街を持ち上げる際、ギルから青龍は去ったが、青龍は自らの言葉が民に伝わって交流できるのが嬉しかったらしく、伝えたいことがあれば、何度も何度もギルの体を乗っ取ってしまうらしい。
ギルは「俺の体をなんだと思っているんだ」と、怒っているが、満更でもなさそうだ。
なにしろ、兄のジウにあって、自身にはないと思っていた青龍の力があったことがわかったのが嬉しくて、青龍に好き勝手にさせているそうだ。
ジウは、青龍が去ったのがわかった途端に、ギルに抱きついて、生きていて良かったとおいおいと泣いた。男泣きというものである。
やはりハンがサクに言っていた通り、ジウはその見かけの顔にそぐわず、情に厚くて……涙もろいらしい。
ギルが言う。
「青龍が大人達の命を受け取っていなかったらしい。受け取らず逆に力を使っていたから、尚更に動けず体力を消耗して、眠ってしまったんだと」
「は? だが私は青龍に力を注いで……」
「兄貴が注いでいた力は、すべて塔の中の奴らの生命維持に回していたらしい。その時青龍は半覚醒の状態で、浮遊する命を繋ぎ止め、生気がなくなった各々の体に戻し、それが…一度亡骸になってしまった身体に、また馴染んで目覚めるまで、青龍は護り続けていたようだ。その命を、虚無の体に無理矢理押し戻す際に出る……反発のような力が、海に渦を作るまでの動力になったようだぞ」
青龍はただ眠っていたわけではない。
たとえ無理矢理に逆鱗を獲られて憤慨していたとしても、自分のために失われる民の命を当然だと受け取れるような、そんな神獣ではなかったのだ。
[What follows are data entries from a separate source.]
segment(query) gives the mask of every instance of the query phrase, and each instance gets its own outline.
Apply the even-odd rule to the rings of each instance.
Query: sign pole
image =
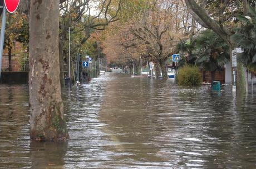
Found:
[[[68,77],[71,77],[70,64],[70,27],[68,27]]]
[[[1,32],[0,35],[0,78],[1,76],[2,69],[2,58],[3,52],[3,44],[4,43],[4,32],[6,30],[6,7],[3,6],[3,16],[2,17],[2,27]]]

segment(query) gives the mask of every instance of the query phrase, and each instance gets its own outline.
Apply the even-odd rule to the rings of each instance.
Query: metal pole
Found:
[[[95,78],[97,78],[97,67],[96,67],[96,59],[95,59]]]
[[[70,27],[68,27],[68,77],[71,76],[70,64]]]
[[[76,73],[77,73],[77,75],[76,75],[76,78],[77,78],[77,81],[79,81],[79,54],[78,54],[77,55],[77,69],[76,69]]]
[[[142,74],[142,70],[141,69],[142,67],[142,61],[141,61],[141,57],[140,57],[140,75],[141,76]]]
[[[0,37],[0,78],[1,77],[1,69],[2,69],[2,58],[3,52],[3,44],[4,43],[4,32],[6,30],[6,9],[4,5],[3,6],[3,16],[2,17],[2,27]]]

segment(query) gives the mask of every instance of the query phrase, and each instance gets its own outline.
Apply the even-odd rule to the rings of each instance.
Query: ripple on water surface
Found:
[[[71,139],[31,142],[27,87],[0,85],[0,168],[256,168],[251,91],[115,74],[63,91]]]

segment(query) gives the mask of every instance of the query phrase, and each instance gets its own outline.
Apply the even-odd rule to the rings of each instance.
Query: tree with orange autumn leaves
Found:
[[[109,62],[138,63],[140,57],[153,62],[156,75],[161,71],[167,78],[166,61],[177,52],[177,43],[194,33],[195,21],[182,1],[151,0],[148,6],[125,24],[111,25],[104,52]]]

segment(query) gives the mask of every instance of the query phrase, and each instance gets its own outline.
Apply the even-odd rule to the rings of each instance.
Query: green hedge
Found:
[[[177,82],[179,85],[198,86],[201,85],[201,73],[198,67],[184,66],[179,69]]]

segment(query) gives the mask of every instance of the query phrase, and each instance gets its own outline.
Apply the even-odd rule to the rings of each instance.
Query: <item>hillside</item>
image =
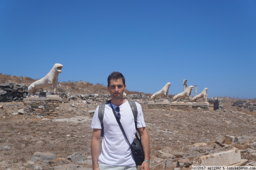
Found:
[[[28,84],[35,80],[0,74],[0,84],[7,82]],[[12,113],[24,107],[22,102],[0,103],[0,169],[22,169],[20,167],[35,169],[28,162],[36,152],[52,153],[57,158],[66,158],[74,152],[82,152],[87,158],[76,164],[77,167],[80,169],[91,167],[92,130],[90,129],[92,115],[89,111],[95,110],[100,103],[88,103],[77,97],[80,96],[79,94],[108,93],[106,87],[100,84],[82,81],[59,84],[59,91],[66,91],[76,97],[60,104],[60,113],[54,119],[31,118],[20,114],[14,115]],[[127,95],[139,93],[125,92]],[[237,99],[222,99],[226,112],[214,111],[212,108],[209,110],[190,111],[149,109],[144,104],[143,112],[149,135],[151,166],[162,162],[164,159],[220,149],[226,144],[231,143],[232,136],[242,139],[256,132],[255,113],[232,106],[232,104]],[[255,103],[254,100],[250,102]],[[217,144],[215,142],[220,135],[224,139],[221,143]],[[199,143],[205,145],[194,145]],[[240,150],[242,158],[248,160],[248,162],[256,160],[253,153],[256,154],[255,135],[234,146]],[[222,151],[225,150],[221,149]],[[198,157],[168,161],[167,169],[173,169],[183,162],[196,162]],[[39,165],[44,169],[49,167],[42,162],[33,165]],[[164,165],[152,169],[163,169]],[[182,168],[188,169],[185,166]]]

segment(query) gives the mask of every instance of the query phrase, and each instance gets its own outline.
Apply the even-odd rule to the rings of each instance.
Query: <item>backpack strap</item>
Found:
[[[110,100],[108,100],[105,103],[103,103],[100,105],[99,106],[99,111],[98,112],[98,116],[99,119],[100,121],[101,126],[101,133],[100,136],[103,137],[104,134],[104,127],[103,125],[103,118],[104,117],[104,111],[105,110],[105,105],[106,104],[109,104],[110,103]],[[127,100],[129,104],[130,105],[131,108],[132,109],[132,114],[133,114],[134,117],[134,122],[135,123],[135,128],[136,130],[138,130],[137,128],[137,116],[138,115],[138,111],[137,110],[137,106],[134,101],[132,100]],[[138,131],[138,132],[139,131]],[[140,136],[140,134],[139,133]],[[137,135],[137,134],[136,135]]]
[[[132,109],[132,114],[133,114],[134,117],[134,122],[135,123],[135,127],[137,129],[137,116],[138,115],[138,111],[137,110],[137,106],[134,101],[127,100],[129,104]]]
[[[100,121],[101,126],[101,133],[100,136],[103,137],[104,134],[104,128],[103,126],[103,118],[104,117],[104,111],[105,110],[105,105],[106,104],[109,104],[110,103],[110,100],[108,100],[105,103],[103,103],[100,105],[99,106],[99,111],[98,112],[98,116],[99,119]]]

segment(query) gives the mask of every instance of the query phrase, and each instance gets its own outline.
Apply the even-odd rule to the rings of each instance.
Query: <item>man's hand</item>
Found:
[[[99,170],[98,161],[100,152],[100,139],[101,129],[93,129],[92,138],[91,143],[91,152],[92,160],[93,170]]]
[[[147,161],[144,161],[142,163],[141,170],[149,170],[149,163]]]
[[[149,150],[149,138],[148,134],[145,127],[138,128],[140,133],[140,139],[141,140],[141,144],[144,151],[145,159],[150,160],[150,151]],[[149,163],[147,161],[144,161],[141,165],[141,170],[149,170]]]

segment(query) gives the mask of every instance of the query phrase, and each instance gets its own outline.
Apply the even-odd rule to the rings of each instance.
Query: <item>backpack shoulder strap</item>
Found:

愛する民を、動けぬ青龍なりに裏から護り続けていた……それが内幕。
それに疲れ果てて、また眠ってしまったところを、盟友である玄武に起こされ、別の器に憑依することを示唆されたらしい。
「なんと! では結局……私がしたことはなんだったのか。犠牲が出なかったと喜んではいられないではないか……」
ジウは消沈する。
それだったら、逆鱗をとらずに青龍を眠りにつかせなければよかっただけではないか、とジウは嘆く。